Malhamdale is fortunate in having had at least one school giving formal education for about the last five hundred years; from the earliest Chantry School in Kirkby Malham Church to the Kirkby Malham United School we have today. Some eight schools have operated in the Dale during that period with as many as five open at the same time around 1870. In addition there was a school which operated sometimes at Lee Gate and sometimes at Bordley which is outside the Parish of Kirkby Malham. We have drawn the line at including the school at Coniston Cold within the scope of this study, it being totally outside the parish. Education has been financed in a variety of ways - there have been endowed schools, subscription schools, a board school, a provided school, voluntary aided, etc. etc. dependant upon the social or legislative situations at the time.

Schools timeline


As far as we know there has been no previous research into Education in Malhamdale as a whole, although there are references to the schools in such well known sources as Whittaker’s “History of Craven”, Shuffrey’s “Churches of the Deanery of North Craven”, Morkill’s “The Parish of Kirkby Malhamdale” and Arthur Raistrick’s “Malham and Malham Moor”. We have taken note of these and have also found useful the excellent booklet produced in 1974 on the Centenary of the United School, The Rev Baron’s history of Kirkby Malham Church and the article by Thomas Brayshaw in the Craven Herald of 1924 subsequently published as a booklet. It is often difficult to determine to determine the extent to which these publications merely quote earlier writers and we have, therefore, tried wherever possible to search out original sources.
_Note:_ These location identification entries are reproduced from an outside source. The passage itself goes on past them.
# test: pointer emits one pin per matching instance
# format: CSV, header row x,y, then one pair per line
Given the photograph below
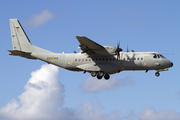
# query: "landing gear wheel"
x,y
93,74
100,75
157,74
106,76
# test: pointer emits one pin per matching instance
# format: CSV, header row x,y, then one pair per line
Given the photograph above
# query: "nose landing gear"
x,y
157,74
100,75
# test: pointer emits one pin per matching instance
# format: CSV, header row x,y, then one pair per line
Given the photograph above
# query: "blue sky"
x,y
142,25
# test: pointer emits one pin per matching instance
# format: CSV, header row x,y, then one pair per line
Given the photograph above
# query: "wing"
x,y
88,45
99,67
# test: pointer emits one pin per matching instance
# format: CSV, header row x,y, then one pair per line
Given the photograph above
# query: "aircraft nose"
x,y
171,64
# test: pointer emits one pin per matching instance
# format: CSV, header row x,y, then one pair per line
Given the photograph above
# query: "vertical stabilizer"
x,y
20,41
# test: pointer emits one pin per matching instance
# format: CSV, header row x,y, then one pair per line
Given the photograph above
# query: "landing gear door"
x,y
70,60
147,61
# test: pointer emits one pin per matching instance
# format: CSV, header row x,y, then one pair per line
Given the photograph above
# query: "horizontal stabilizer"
x,y
21,54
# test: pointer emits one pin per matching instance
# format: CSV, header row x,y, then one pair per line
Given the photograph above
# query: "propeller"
x,y
118,50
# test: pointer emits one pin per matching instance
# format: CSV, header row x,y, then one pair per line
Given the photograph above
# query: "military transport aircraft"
x,y
100,61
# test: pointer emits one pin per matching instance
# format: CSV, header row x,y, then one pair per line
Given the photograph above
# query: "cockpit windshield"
x,y
158,56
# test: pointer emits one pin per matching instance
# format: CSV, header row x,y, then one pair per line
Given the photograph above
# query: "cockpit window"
x,y
158,56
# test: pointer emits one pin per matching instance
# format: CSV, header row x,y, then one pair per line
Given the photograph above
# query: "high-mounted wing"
x,y
88,45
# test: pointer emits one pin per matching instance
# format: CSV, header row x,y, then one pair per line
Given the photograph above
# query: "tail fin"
x,y
21,43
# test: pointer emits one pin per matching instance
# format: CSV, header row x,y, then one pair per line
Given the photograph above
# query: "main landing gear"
x,y
100,75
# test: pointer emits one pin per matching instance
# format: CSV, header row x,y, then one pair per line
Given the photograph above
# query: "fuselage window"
x,y
155,56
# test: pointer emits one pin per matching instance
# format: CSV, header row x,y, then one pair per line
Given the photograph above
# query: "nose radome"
x,y
171,64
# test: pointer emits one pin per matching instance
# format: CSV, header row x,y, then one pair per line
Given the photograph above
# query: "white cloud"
x,y
40,19
43,93
149,113
92,85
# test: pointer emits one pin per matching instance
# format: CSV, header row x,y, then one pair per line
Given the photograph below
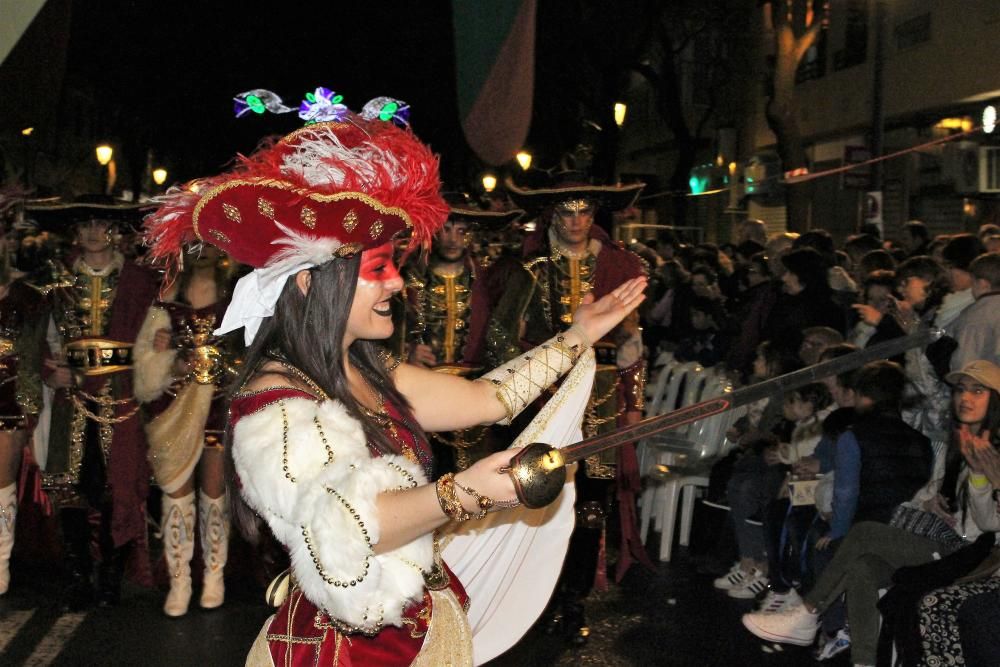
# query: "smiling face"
x,y
914,289
970,399
450,242
378,280
573,219
791,283
94,235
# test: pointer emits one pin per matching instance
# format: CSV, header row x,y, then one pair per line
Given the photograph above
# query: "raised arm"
x,y
444,402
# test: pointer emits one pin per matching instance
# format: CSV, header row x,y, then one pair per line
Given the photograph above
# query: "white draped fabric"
x,y
509,563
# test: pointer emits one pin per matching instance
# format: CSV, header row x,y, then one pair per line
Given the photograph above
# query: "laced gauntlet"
x,y
522,379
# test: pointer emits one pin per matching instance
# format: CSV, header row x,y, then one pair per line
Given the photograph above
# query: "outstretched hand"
x,y
597,318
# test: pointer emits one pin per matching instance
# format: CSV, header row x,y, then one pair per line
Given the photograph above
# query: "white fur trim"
x,y
153,370
391,582
257,292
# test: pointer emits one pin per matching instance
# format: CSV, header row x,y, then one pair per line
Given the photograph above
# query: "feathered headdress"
x,y
327,190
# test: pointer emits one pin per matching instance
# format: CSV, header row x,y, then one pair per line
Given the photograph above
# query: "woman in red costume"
x,y
327,432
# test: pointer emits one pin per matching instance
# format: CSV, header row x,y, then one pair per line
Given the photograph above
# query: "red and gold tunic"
x,y
23,321
302,632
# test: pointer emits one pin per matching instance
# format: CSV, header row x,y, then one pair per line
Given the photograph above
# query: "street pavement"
x,y
668,617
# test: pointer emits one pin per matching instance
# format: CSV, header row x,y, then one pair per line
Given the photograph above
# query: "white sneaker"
x,y
752,586
774,602
792,626
834,645
731,579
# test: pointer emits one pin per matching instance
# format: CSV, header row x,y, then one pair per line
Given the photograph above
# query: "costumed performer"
x,y
327,433
567,260
182,370
23,321
438,312
95,469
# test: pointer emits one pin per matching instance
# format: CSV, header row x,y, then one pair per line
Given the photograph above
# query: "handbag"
x,y
926,524
802,491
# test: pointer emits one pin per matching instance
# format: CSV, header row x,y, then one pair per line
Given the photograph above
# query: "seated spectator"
x,y
704,345
776,248
807,300
815,340
870,554
668,318
914,238
958,254
787,525
857,246
749,315
874,261
704,283
752,229
977,329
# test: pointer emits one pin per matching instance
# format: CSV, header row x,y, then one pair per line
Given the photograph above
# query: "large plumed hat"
x,y
569,186
325,191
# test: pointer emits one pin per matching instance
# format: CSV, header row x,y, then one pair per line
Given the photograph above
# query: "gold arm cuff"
x,y
523,379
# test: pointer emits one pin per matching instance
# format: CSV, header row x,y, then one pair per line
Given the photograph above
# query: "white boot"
x,y
213,525
178,548
8,515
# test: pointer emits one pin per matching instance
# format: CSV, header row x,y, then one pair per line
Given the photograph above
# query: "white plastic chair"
x,y
697,447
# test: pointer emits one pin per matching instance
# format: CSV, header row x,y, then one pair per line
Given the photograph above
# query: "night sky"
x,y
163,74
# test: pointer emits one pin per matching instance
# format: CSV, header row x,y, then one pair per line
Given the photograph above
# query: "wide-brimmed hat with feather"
x,y
326,191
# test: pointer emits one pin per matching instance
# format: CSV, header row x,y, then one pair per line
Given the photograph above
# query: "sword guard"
x,y
539,474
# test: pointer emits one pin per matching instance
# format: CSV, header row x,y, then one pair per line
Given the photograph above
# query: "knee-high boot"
x,y
213,525
79,593
178,549
8,515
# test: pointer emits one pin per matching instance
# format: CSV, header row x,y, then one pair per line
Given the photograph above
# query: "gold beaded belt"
x,y
98,356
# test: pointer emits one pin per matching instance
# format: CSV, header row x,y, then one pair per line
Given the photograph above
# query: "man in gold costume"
x,y
568,260
96,468
438,295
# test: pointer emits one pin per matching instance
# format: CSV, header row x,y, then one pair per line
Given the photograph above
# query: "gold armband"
x,y
523,379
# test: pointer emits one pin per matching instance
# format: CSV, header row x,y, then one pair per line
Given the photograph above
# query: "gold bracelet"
x,y
487,504
483,502
584,341
448,499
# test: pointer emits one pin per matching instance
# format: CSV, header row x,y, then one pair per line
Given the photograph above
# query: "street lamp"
x,y
104,153
989,119
489,182
620,109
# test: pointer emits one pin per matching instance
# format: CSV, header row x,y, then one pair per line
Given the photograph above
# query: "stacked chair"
x,y
676,464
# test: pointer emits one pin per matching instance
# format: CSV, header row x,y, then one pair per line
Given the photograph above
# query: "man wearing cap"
x,y
438,312
96,465
568,260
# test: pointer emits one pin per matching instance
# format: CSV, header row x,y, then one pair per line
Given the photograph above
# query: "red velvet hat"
x,y
327,190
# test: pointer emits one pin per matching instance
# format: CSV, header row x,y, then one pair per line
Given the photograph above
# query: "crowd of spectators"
x,y
898,459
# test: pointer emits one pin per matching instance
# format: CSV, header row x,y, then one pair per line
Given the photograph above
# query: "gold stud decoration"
x,y
308,217
350,220
266,208
232,213
348,249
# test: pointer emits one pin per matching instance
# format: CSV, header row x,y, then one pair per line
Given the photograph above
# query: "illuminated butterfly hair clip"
x,y
321,105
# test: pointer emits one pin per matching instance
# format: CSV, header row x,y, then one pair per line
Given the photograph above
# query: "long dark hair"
x,y
306,331
954,461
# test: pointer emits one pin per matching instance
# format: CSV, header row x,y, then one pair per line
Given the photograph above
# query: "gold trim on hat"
x,y
368,200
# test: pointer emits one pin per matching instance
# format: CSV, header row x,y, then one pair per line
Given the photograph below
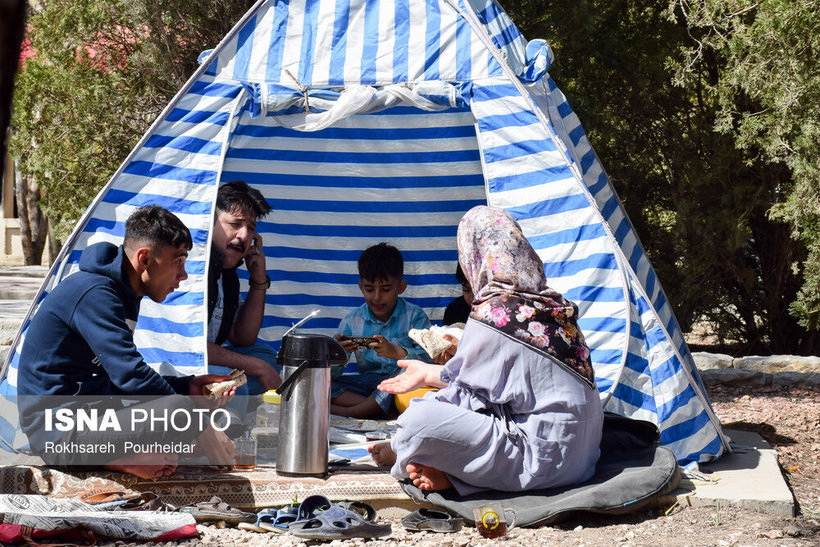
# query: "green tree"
x,y
101,73
699,203
769,103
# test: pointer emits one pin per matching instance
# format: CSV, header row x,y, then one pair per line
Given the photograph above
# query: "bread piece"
x,y
216,389
432,340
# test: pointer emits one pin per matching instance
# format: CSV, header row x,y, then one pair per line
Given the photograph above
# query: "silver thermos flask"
x,y
305,413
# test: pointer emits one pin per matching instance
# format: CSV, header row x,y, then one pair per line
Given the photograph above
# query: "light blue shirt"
x,y
406,316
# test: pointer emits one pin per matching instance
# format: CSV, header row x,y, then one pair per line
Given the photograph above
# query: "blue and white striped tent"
x,y
385,120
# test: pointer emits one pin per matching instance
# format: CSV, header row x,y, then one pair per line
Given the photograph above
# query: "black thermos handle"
x,y
292,378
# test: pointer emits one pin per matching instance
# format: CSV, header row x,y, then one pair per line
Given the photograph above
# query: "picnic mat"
x,y
248,489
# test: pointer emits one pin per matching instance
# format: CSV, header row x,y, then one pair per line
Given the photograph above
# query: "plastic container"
x,y
267,415
267,427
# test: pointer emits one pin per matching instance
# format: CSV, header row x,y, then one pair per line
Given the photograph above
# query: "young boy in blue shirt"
x,y
387,318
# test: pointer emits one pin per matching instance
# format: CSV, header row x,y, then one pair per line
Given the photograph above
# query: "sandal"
x,y
364,509
431,520
320,519
215,509
279,521
261,516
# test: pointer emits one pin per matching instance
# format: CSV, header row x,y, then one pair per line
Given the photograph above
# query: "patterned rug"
x,y
250,489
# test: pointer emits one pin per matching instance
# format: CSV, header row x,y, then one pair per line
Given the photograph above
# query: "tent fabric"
x,y
368,121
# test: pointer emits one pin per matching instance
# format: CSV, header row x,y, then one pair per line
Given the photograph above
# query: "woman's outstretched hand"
x,y
416,374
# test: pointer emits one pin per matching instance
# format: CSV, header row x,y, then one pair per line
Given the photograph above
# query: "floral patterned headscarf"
x,y
510,291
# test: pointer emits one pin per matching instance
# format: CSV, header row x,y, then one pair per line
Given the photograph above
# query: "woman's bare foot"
x,y
382,454
428,478
145,466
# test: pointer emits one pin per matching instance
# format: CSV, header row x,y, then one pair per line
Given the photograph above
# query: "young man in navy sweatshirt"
x,y
80,344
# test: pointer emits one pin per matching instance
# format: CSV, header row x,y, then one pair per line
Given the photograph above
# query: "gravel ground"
x,y
788,418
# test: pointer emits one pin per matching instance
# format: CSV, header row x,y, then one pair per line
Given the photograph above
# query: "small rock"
x,y
792,531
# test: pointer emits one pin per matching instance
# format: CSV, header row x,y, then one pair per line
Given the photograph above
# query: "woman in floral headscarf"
x,y
518,409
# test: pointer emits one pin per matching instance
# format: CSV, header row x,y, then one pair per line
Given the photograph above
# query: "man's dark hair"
x,y
380,262
460,275
237,195
156,227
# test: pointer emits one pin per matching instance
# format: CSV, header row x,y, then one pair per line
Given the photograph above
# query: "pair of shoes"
x,y
431,520
318,518
215,510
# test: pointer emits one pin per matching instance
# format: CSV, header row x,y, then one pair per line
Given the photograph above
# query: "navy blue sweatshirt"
x,y
81,342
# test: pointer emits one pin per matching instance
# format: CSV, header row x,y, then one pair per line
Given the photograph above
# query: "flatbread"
x,y
216,389
432,340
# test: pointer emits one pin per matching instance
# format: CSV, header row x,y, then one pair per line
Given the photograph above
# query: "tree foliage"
x,y
701,197
769,102
102,71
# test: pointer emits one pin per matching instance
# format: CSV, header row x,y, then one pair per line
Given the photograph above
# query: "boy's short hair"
x,y
460,275
381,262
155,226
236,194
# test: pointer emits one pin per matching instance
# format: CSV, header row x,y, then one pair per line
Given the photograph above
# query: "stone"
x,y
733,376
711,361
778,363
796,379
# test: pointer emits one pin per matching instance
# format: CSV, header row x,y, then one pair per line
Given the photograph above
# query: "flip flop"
x,y
312,505
277,521
338,523
364,509
215,509
431,520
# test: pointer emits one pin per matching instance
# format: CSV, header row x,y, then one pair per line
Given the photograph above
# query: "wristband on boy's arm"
x,y
259,286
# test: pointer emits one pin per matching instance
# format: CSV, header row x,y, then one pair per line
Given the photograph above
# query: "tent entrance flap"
x,y
402,175
316,109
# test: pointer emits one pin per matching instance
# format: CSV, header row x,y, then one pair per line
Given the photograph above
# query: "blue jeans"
x,y
246,398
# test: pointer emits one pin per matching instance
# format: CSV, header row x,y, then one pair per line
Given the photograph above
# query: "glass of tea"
x,y
245,452
490,520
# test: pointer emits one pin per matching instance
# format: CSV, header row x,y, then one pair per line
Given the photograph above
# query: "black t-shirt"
x,y
457,311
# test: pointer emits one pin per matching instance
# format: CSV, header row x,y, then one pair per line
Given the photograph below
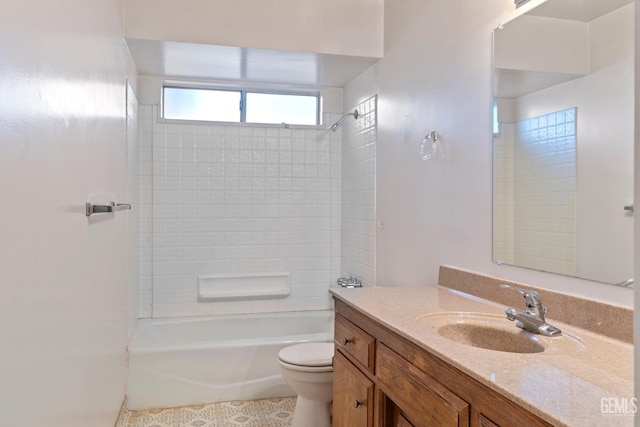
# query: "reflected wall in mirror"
x,y
563,139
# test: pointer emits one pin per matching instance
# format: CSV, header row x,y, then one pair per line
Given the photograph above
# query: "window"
x,y
182,103
201,104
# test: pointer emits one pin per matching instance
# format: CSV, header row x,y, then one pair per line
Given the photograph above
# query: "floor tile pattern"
x,y
252,413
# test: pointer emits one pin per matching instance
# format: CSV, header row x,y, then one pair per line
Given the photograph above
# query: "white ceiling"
x,y
202,61
577,10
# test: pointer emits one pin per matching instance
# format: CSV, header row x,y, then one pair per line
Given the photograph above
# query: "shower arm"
x,y
334,126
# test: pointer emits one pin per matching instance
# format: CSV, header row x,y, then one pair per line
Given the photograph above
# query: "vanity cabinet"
x,y
382,379
352,395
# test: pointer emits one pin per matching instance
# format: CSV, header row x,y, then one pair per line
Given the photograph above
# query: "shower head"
x,y
334,127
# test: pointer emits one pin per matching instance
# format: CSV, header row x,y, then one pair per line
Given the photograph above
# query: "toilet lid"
x,y
308,354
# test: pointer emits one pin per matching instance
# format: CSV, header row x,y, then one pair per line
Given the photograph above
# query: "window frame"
x,y
243,90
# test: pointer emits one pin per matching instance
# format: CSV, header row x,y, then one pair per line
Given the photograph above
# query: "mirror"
x,y
563,139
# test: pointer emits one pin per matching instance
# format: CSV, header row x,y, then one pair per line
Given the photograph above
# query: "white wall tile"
x,y
233,200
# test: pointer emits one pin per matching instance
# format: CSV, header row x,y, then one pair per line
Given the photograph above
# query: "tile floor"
x,y
251,413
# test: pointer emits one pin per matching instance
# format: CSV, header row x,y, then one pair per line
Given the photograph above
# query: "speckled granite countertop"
x,y
577,381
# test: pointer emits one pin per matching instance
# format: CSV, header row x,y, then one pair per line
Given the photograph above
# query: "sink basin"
x,y
492,338
486,331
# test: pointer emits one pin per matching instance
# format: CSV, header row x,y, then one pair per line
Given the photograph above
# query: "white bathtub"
x,y
196,360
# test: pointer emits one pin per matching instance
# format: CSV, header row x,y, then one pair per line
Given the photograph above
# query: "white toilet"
x,y
308,369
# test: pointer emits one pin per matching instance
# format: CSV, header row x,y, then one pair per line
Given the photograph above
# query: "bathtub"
x,y
197,360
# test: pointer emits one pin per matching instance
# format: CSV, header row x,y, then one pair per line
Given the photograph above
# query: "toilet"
x,y
308,369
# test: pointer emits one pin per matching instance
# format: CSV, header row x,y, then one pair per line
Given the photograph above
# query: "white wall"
x,y
63,142
353,27
436,75
358,226
636,180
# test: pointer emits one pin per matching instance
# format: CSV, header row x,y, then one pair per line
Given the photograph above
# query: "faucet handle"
x,y
531,297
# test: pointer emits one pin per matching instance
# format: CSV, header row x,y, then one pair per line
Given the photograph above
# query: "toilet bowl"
x,y
308,369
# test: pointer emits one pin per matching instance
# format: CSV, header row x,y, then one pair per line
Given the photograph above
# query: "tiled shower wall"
x,y
224,199
535,190
358,194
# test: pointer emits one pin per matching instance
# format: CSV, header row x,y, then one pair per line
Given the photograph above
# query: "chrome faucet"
x,y
532,318
350,282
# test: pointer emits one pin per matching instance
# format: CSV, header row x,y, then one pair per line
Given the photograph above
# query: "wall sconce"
x,y
429,146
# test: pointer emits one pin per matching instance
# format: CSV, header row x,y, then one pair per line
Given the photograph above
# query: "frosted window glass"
x,y
279,108
201,104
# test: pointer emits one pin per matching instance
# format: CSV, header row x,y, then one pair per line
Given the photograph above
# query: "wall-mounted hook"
x,y
428,151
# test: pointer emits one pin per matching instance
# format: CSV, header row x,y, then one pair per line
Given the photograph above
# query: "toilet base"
x,y
311,413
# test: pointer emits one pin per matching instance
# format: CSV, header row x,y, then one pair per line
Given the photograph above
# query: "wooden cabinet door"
x,y
352,395
422,400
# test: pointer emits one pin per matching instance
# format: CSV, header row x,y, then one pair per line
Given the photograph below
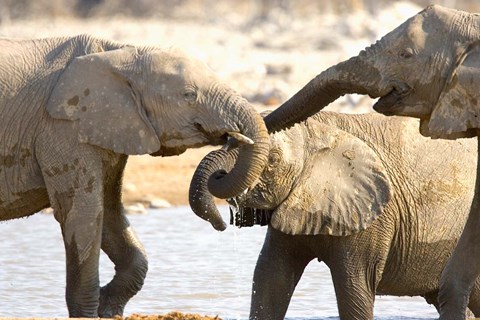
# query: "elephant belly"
x,y
22,192
417,272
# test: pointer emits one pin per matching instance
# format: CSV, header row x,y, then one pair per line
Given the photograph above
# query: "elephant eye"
x,y
406,53
190,96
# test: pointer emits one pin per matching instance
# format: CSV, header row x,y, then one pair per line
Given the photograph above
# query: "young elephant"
x,y
428,68
380,204
72,110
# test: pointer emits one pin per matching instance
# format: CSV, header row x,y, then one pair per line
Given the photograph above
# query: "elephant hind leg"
x,y
432,298
474,302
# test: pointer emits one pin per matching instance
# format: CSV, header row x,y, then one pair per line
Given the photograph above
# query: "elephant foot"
x,y
108,308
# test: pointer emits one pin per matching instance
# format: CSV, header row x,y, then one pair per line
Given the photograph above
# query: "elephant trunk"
x,y
355,75
252,158
201,200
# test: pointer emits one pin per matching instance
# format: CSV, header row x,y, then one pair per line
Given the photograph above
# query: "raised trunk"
x,y
252,158
201,200
351,76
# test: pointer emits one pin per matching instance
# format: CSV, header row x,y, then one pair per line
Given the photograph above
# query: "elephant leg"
x,y
355,287
124,249
463,267
474,301
121,245
279,267
73,178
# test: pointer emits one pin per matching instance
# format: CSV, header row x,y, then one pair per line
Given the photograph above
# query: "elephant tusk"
x,y
240,137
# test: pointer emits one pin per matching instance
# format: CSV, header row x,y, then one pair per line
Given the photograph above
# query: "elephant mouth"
x,y
392,103
213,138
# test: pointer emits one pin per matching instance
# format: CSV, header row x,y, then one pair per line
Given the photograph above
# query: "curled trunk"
x,y
346,77
252,158
201,200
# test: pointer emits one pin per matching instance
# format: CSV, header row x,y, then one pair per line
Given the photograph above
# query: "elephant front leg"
x,y
74,184
124,249
461,271
82,232
279,268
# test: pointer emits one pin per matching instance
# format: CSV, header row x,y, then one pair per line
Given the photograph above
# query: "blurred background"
x,y
197,9
265,49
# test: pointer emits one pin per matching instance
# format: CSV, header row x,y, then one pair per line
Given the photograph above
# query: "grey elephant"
x,y
427,68
72,110
368,195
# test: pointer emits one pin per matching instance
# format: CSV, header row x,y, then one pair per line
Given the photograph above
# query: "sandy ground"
x,y
267,59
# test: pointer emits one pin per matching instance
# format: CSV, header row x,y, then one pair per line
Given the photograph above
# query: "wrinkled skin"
x,y
72,110
427,68
381,205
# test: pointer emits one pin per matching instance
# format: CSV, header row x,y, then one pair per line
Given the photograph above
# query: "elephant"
x,y
381,205
71,111
427,68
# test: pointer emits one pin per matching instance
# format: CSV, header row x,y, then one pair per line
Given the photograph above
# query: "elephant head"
x,y
160,102
428,68
319,180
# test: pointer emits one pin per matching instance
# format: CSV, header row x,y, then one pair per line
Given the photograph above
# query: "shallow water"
x,y
192,268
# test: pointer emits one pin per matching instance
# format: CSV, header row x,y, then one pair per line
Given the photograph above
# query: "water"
x,y
192,268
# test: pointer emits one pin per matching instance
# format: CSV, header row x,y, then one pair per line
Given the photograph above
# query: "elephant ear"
x,y
457,112
342,189
95,92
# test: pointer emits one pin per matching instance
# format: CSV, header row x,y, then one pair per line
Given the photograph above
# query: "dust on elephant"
x,y
72,110
428,68
368,195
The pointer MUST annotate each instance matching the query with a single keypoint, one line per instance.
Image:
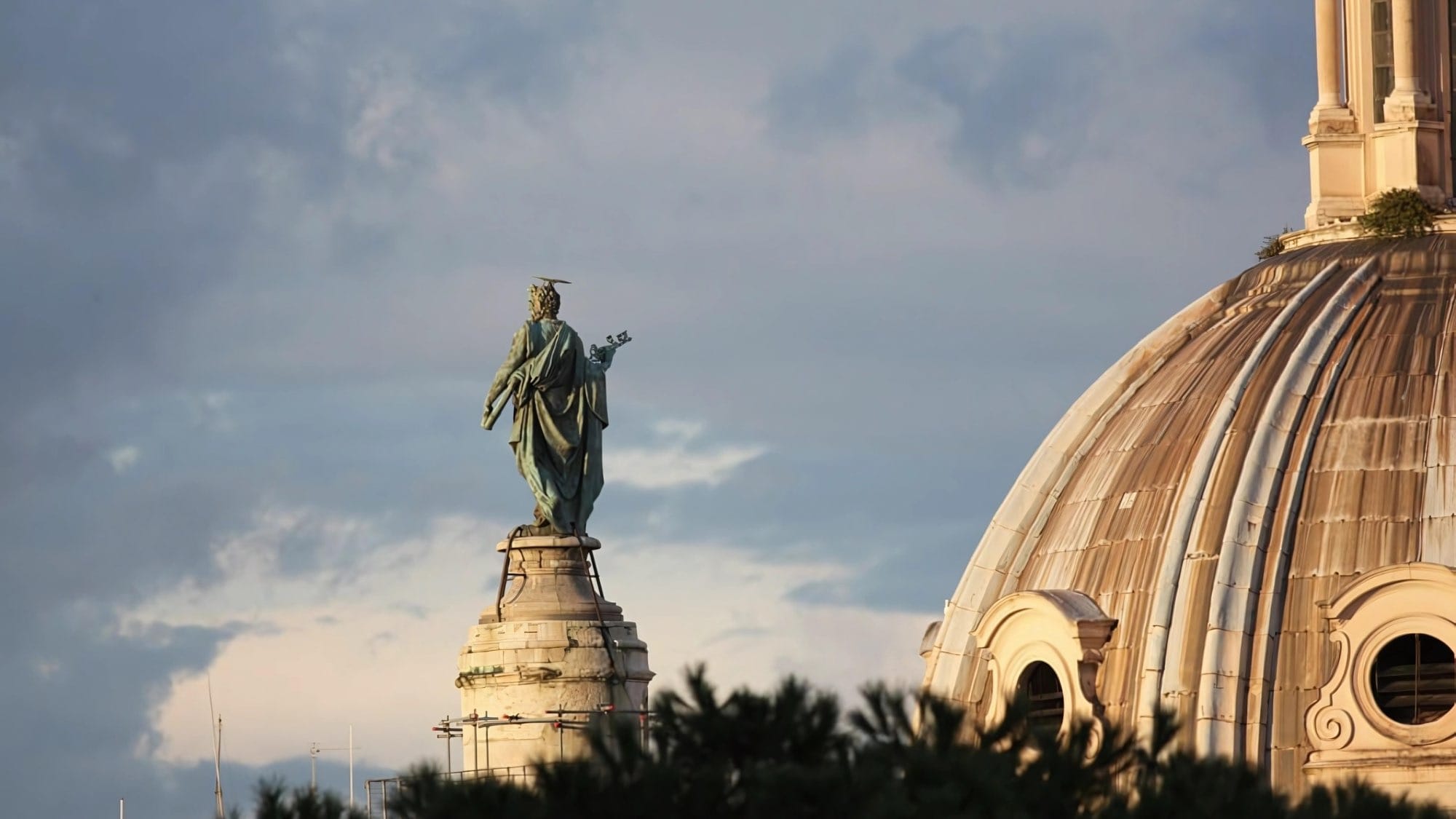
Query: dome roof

We have been very lucky to have both within the History Group and outside some long time residents of the Dale who have prodigious memories or have kept notes, photographs or memorabilia of their own days at school which have put flesh on the bones of the story of the twentieth century.
Other sources have included our own History Group Archive assembled over the years by Monica Jenkins, the North Yorkshire and West Yorkshire County Records Offices, Skipton Library, the Borthwick Institute, archival material from the Church and his own collection held by David Tippey, and, not least, documents held by the United School, its Trustees and Governors.